Joe Biden entered the 2020 presidential race with higher polling numbers than of his Democratic rivals, and at least one Wall Street firm believes he’s capable of beating President Trump.
That’s not cause for stockholders to celebrate, says Tony Roth, the chief investment officer at Wilmington Trust, which manages $84.9 billion in assets.
The former vice president may be the most electable of the Democratic candidates so far, which makes his bid “a real risk to the market expansion,” Roth told the Washington Examiner. “That expansion has been, in the last few years, extended in large part due to the regulatory and fiscal agenda of Trump.”
The longest in history, the current bull market has seen the blue-chip Dow Jones Industrial Average soar to 26,597, a nearly fourfold increase from its low in March 2009 following the global financial crisis.
In the two years since Trump’s inauguration alone, the index has climbed 26% to record highs as the White House loosened regulations on internet service providers and banks and pushed a massive tax cut for businesses. The broader S&P 500 gained 18% during that period, while the tech-heavy Nasdaq added 25%.
Any Democrat who wins the White House is likely to reverse Trump’s policies, however. And Roth believes Biden has a better chance than most because he’s a centrist who might appeal to swing voters more than progressives like Sen. Elizabeth Warren, who supports a wealth tax, or Sen. Bernie Sanders, a self-avowed socialist.
A long-time senator for his home state of Delaware, Biden placed first among 29% of people asked which Democratic candidate they would support, compared with 23% for Sanders and 8.3% for Sen. Kamala Harris of California, according to the most recent RealClearPolitics average of polls.

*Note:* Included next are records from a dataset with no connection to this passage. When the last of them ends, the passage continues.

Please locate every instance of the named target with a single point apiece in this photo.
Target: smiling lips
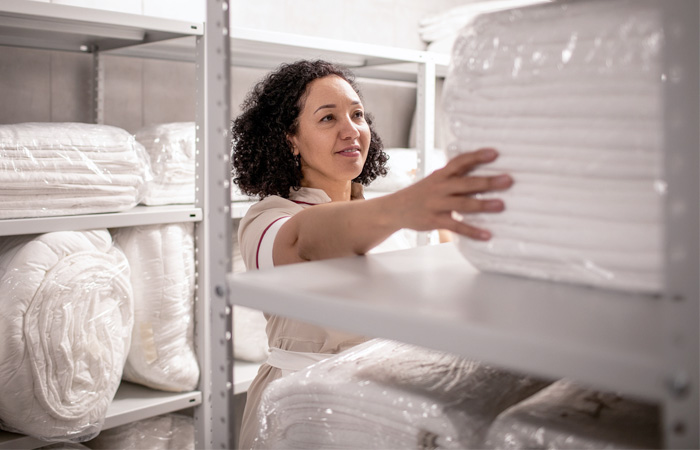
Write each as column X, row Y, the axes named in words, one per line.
column 350, row 151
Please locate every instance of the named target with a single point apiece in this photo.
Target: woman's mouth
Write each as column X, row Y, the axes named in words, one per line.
column 350, row 151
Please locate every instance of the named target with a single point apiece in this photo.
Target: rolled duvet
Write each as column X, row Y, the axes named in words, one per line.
column 66, row 321
column 161, row 258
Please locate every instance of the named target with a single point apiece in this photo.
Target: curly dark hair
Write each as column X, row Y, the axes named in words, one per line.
column 262, row 159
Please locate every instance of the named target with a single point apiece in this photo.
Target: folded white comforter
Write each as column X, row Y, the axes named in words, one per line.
column 161, row 258
column 571, row 98
column 52, row 169
column 65, row 318
column 171, row 151
column 383, row 394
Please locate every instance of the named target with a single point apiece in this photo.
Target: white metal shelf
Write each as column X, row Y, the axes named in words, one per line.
column 139, row 215
column 49, row 26
column 267, row 49
column 431, row 296
column 62, row 27
column 131, row 402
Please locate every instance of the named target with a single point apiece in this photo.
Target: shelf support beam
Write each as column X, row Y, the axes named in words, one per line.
column 214, row 235
column 681, row 162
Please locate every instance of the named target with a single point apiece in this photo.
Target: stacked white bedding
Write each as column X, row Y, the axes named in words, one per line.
column 65, row 319
column 51, row 169
column 166, row 432
column 570, row 94
column 384, row 394
column 567, row 416
column 171, row 151
column 161, row 258
column 439, row 30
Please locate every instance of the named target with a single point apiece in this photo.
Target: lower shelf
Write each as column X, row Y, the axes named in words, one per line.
column 131, row 403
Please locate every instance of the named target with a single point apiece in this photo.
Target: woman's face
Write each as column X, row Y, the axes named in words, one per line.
column 332, row 137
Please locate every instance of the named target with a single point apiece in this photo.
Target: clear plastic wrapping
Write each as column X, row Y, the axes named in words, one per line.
column 51, row 169
column 568, row 416
column 384, row 394
column 166, row 432
column 66, row 317
column 171, row 151
column 570, row 94
column 161, row 258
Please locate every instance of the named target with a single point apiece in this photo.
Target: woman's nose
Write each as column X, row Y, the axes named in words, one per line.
column 349, row 129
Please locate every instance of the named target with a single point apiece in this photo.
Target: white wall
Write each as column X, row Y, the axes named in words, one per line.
column 382, row 22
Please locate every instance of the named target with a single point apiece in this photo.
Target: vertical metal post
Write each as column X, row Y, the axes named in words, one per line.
column 214, row 418
column 97, row 98
column 681, row 147
column 425, row 123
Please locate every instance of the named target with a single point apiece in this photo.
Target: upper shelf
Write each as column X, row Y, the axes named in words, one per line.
column 604, row 338
column 132, row 402
column 139, row 215
column 61, row 27
column 267, row 49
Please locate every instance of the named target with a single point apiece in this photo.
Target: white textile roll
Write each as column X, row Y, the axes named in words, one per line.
column 171, row 150
column 161, row 258
column 66, row 318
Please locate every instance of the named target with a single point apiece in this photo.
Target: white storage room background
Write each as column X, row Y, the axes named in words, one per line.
column 135, row 63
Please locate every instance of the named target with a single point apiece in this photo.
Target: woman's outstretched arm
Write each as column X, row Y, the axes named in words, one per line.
column 354, row 227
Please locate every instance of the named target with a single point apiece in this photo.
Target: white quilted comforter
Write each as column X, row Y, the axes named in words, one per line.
column 65, row 319
column 161, row 258
column 53, row 169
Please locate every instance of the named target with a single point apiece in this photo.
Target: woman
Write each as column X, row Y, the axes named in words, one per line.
column 304, row 140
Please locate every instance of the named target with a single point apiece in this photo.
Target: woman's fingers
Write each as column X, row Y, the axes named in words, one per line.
column 465, row 204
column 467, row 230
column 465, row 162
column 478, row 184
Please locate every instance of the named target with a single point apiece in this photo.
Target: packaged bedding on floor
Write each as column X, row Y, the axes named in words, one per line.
column 384, row 394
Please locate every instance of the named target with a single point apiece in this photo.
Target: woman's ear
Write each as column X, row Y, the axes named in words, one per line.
column 292, row 144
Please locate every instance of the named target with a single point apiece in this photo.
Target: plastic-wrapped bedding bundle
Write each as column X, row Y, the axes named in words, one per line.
column 166, row 432
column 383, row 394
column 567, row 416
column 570, row 94
column 171, row 150
column 53, row 169
column 161, row 258
column 65, row 318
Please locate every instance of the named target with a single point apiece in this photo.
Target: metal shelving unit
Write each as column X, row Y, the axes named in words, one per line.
column 639, row 345
column 67, row 28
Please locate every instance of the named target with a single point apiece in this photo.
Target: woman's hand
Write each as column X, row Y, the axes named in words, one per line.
column 428, row 204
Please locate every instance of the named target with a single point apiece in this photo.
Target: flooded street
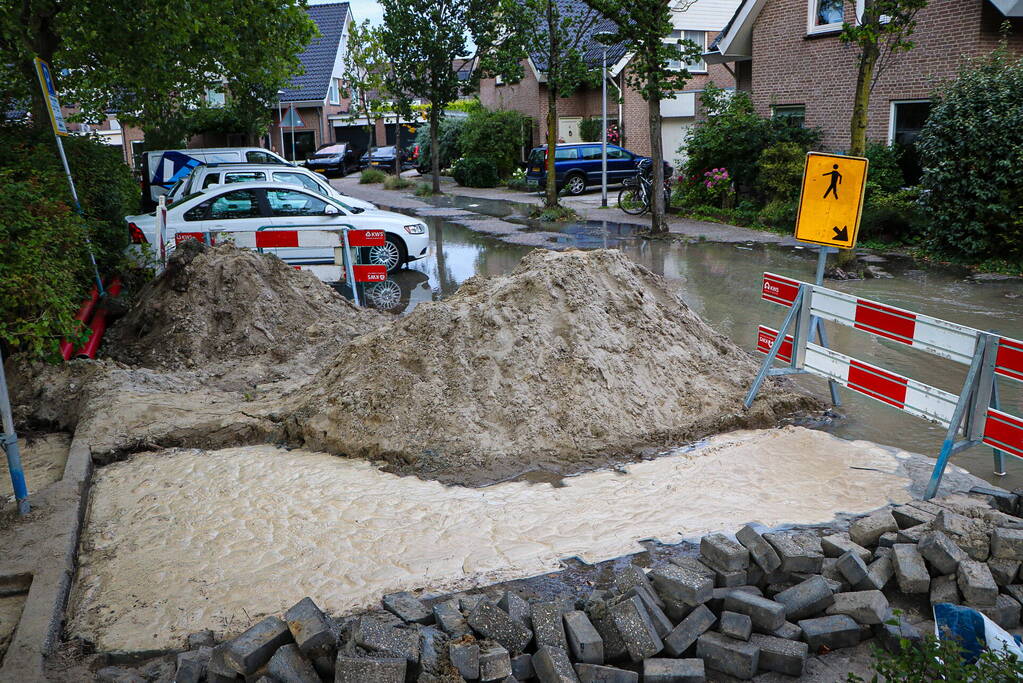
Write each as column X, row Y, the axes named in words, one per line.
column 721, row 282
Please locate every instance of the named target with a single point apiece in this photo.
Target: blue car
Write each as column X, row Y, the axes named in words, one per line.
column 578, row 166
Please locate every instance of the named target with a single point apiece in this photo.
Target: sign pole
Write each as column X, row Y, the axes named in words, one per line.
column 59, row 129
column 9, row 444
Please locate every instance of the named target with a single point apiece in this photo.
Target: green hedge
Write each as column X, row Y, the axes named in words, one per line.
column 44, row 268
column 971, row 149
column 475, row 172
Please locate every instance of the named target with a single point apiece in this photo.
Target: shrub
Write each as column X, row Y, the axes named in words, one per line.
column 396, row 183
column 894, row 217
column 779, row 214
column 884, row 173
column 970, row 150
column 589, row 129
column 371, row 176
column 782, row 171
column 734, row 136
column 517, row 181
column 475, row 172
column 447, row 139
column 44, row 266
column 496, row 136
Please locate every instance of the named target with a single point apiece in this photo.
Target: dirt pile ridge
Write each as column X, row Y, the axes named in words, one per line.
column 222, row 303
column 572, row 360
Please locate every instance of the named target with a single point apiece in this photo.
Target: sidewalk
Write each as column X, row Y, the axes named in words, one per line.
column 587, row 206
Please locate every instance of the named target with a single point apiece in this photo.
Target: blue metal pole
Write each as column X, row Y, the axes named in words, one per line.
column 9, row 443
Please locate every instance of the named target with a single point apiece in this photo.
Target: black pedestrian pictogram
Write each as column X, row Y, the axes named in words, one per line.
column 836, row 181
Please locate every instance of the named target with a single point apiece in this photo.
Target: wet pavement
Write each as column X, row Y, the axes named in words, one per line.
column 721, row 282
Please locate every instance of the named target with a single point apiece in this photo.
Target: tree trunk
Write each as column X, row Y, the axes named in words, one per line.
column 550, row 193
column 435, row 149
column 857, row 126
column 657, row 222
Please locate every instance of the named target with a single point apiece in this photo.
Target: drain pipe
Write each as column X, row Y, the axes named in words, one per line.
column 83, row 316
column 98, row 325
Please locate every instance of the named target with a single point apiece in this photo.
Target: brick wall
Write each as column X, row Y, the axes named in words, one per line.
column 819, row 72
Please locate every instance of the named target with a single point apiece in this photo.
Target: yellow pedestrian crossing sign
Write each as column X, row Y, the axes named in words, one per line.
column 832, row 199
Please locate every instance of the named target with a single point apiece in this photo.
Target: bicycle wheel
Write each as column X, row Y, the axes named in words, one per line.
column 632, row 199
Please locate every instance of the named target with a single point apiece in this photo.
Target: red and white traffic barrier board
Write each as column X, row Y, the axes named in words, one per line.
column 940, row 337
column 914, row 397
column 974, row 413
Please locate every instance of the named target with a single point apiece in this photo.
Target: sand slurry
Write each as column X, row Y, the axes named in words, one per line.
column 223, row 303
column 570, row 359
column 43, row 459
column 185, row 540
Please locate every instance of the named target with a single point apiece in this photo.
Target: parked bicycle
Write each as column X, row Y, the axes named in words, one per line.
column 635, row 194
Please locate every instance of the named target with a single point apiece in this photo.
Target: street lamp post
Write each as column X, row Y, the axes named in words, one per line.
column 604, row 37
column 280, row 121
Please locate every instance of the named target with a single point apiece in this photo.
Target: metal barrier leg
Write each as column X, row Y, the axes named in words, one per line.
column 774, row 348
column 948, row 446
column 939, row 468
column 999, row 457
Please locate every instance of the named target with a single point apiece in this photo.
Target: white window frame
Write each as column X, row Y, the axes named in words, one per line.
column 811, row 15
column 891, row 114
column 692, row 66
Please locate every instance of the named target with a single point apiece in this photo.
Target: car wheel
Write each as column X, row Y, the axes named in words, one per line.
column 392, row 254
column 575, row 184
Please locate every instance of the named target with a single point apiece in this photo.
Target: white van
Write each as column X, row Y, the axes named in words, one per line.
column 211, row 175
column 162, row 169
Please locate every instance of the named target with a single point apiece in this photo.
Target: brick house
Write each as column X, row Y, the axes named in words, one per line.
column 789, row 55
column 317, row 93
column 699, row 20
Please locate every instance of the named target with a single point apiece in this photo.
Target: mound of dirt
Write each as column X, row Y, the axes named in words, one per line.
column 573, row 360
column 218, row 304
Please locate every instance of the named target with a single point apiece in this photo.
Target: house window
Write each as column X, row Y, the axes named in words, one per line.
column 698, row 65
column 793, row 115
column 907, row 120
column 825, row 15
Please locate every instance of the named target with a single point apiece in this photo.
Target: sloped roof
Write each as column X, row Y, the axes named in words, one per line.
column 590, row 48
column 319, row 56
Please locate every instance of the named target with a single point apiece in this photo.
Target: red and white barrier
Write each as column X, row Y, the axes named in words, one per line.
column 940, row 337
column 974, row 412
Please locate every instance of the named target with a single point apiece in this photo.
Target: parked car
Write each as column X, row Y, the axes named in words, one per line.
column 578, row 166
column 382, row 157
column 262, row 207
column 337, row 160
column 163, row 168
column 210, row 175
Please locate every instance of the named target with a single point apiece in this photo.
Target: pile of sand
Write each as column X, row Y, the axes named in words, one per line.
column 222, row 303
column 573, row 360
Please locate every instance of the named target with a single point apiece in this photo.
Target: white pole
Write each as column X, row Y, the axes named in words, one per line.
column 280, row 125
column 604, row 133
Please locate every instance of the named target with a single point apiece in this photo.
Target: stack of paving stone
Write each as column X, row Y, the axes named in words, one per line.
column 746, row 604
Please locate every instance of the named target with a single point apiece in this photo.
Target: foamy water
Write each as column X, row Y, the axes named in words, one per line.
column 182, row 541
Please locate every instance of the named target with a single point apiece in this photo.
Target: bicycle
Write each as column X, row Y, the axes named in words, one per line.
column 634, row 196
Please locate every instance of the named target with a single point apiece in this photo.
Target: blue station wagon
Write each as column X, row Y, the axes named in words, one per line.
column 578, row 166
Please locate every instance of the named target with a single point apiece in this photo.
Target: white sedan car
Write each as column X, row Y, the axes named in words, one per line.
column 278, row 213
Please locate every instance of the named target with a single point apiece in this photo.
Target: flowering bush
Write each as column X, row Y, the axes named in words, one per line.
column 718, row 185
column 614, row 136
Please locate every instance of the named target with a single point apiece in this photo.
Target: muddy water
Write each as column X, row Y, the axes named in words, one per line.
column 722, row 283
column 161, row 559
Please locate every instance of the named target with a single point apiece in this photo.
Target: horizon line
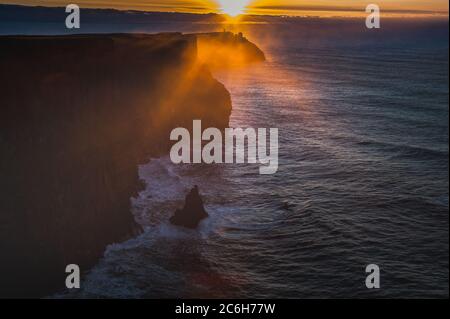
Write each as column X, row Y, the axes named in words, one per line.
column 391, row 13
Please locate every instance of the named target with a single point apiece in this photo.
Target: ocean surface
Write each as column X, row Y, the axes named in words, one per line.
column 363, row 126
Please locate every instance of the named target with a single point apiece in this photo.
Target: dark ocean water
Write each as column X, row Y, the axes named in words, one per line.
column 363, row 121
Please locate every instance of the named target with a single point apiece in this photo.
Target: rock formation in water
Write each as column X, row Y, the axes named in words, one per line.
column 193, row 211
column 78, row 114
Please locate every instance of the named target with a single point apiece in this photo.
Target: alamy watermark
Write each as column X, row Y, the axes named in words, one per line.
column 234, row 145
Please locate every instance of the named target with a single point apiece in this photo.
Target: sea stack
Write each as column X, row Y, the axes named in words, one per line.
column 192, row 213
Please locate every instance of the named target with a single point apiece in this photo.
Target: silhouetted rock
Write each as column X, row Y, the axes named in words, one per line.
column 192, row 213
column 78, row 114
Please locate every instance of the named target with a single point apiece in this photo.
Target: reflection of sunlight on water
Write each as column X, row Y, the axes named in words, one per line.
column 281, row 90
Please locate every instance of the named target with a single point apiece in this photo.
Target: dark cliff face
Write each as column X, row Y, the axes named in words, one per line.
column 77, row 116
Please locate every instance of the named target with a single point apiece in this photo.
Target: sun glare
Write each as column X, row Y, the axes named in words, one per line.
column 233, row 7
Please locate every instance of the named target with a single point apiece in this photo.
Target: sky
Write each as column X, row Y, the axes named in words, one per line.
column 273, row 7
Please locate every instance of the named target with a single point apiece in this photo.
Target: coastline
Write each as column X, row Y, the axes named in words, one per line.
column 80, row 113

His campaign website advocates stronger labor laws, tax breaks for the middle class, and guaranteeing educational opportunities.
“This country wasn’t built by Wall Street bankers and CEOs and hedge-fund managers,” he said. “It was built by the American middle class.”
Should Biden win the Democratic nomination, Roth predicts a drop of as much as 10% in markets, followed by another 10% slide if he were to beat Trump in the general election.
While the current president himself has frequently taken credit for market gains and economic growth, telling reporters on Wednesday that the U.S. economy is “doing the best, probably, it’s ever done,” Democrats have generally rejected such arguments.
Unemployment, which reached a nearly 50-year low under Trump, began falling under President Obama after peaking at 10% in 2009 following the financial crisis. It had reached 4.7% in December 2016, Obama’s last full month in office, while the Dow Jones index had climbed more than 13,000 points from its 2009 low to 19,732.